Avrupa İslamı savunmada
Ben bu satırları yazarken “Avrupa’nın başkenti” Brüksel’de “terör tehdidi”nden metro kapatılmış, kentin maskotu “Atomium”a kilit asılmış, parlamentolar kepenk...
Ben bu satırları yazarken “Avrupa’nın başkenti” Brüksel’de “terör tehdidi”nden metro kapatılmış, kentin maskotu “Atomium”a kilit asılmış, parlamentolar kepenk indirmiş, maçlar iptal edilmiş, asker sokağa inmişti.
“Yaşam” özetle felce uğramış, askıya alınmıştı...
Paris katliamının etkisini, önceki tüm diğer terör saldırılarından farklı kılan bu: Eski Kıta’nın kalbi olan bir metropolde yaşanan ve Batılı yaşam tarzını hedef alan badirenin benzerlerinin tüm büyük Avrupa kentlerinde tekrarlanabilecek nitelikte olması.
“Paris paniğinin” Avrupa’nın dört bir yanında aynı güçle duyulmasının nedeni bu.
Örneğin ben Roma’dayım. Geceleri kent merkezinde görülmemiş biçimde el ayak çekiliyor.

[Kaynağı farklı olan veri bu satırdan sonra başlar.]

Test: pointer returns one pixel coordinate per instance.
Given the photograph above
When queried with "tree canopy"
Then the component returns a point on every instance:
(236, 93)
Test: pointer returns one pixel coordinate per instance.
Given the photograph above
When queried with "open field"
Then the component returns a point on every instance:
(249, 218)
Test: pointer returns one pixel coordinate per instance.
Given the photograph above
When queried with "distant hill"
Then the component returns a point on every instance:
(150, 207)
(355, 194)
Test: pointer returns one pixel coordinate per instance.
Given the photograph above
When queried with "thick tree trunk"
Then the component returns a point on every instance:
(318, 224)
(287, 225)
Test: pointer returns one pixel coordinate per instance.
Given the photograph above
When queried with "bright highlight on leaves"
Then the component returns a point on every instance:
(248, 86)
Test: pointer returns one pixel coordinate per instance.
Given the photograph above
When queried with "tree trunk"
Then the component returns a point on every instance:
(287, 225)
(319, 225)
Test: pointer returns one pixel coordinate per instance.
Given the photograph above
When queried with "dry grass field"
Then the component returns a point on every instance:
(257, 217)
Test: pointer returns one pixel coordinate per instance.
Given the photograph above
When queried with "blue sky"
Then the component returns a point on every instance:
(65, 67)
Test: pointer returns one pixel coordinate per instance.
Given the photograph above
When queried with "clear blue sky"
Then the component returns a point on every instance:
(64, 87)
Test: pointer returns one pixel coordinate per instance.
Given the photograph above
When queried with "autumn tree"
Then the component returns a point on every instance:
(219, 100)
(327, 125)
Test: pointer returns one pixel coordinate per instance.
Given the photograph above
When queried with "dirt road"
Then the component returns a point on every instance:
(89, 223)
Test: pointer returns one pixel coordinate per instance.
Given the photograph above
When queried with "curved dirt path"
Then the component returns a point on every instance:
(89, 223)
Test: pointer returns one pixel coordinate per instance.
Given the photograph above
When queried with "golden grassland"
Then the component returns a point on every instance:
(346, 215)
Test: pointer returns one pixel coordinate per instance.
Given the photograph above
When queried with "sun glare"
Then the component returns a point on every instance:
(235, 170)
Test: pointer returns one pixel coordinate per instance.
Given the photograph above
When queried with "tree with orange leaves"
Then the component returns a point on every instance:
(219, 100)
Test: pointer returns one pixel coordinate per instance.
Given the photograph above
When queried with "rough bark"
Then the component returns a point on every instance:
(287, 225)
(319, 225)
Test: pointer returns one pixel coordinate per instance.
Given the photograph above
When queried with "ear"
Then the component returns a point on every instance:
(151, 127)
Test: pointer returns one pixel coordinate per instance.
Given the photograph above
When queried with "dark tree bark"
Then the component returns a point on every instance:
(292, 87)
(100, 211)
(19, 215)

Alışveriş yaptığım her zamanki süpermarkette in cin top oynuyor...
Gelecek ay başlayacak Hıristiyanların özel hac yılı, “kutsal yıl” sebebiyle Çizme -geçmişindeki tüm terör tecrübesine rağmen- diken üstünde.
Böyle yaygın biçimde hissedilen “terör korkusu” ve tüm ticareti, günlük yaşamı teslim alan bir “kaos” tehdidi nedeniyle; “Avrupa’da İslam” konusu; şimdiye dek olmadığı denli mercek altında.
Cumhuriyete sadakat ahdı
Paris saldırılarının ilk haftasında Fransa’da Müslümanlar; camilerde, Fransa devletine bağlılık ve “cumhuriyet değerlerine” sadakat teminatı vermeye zorlandı örneğin.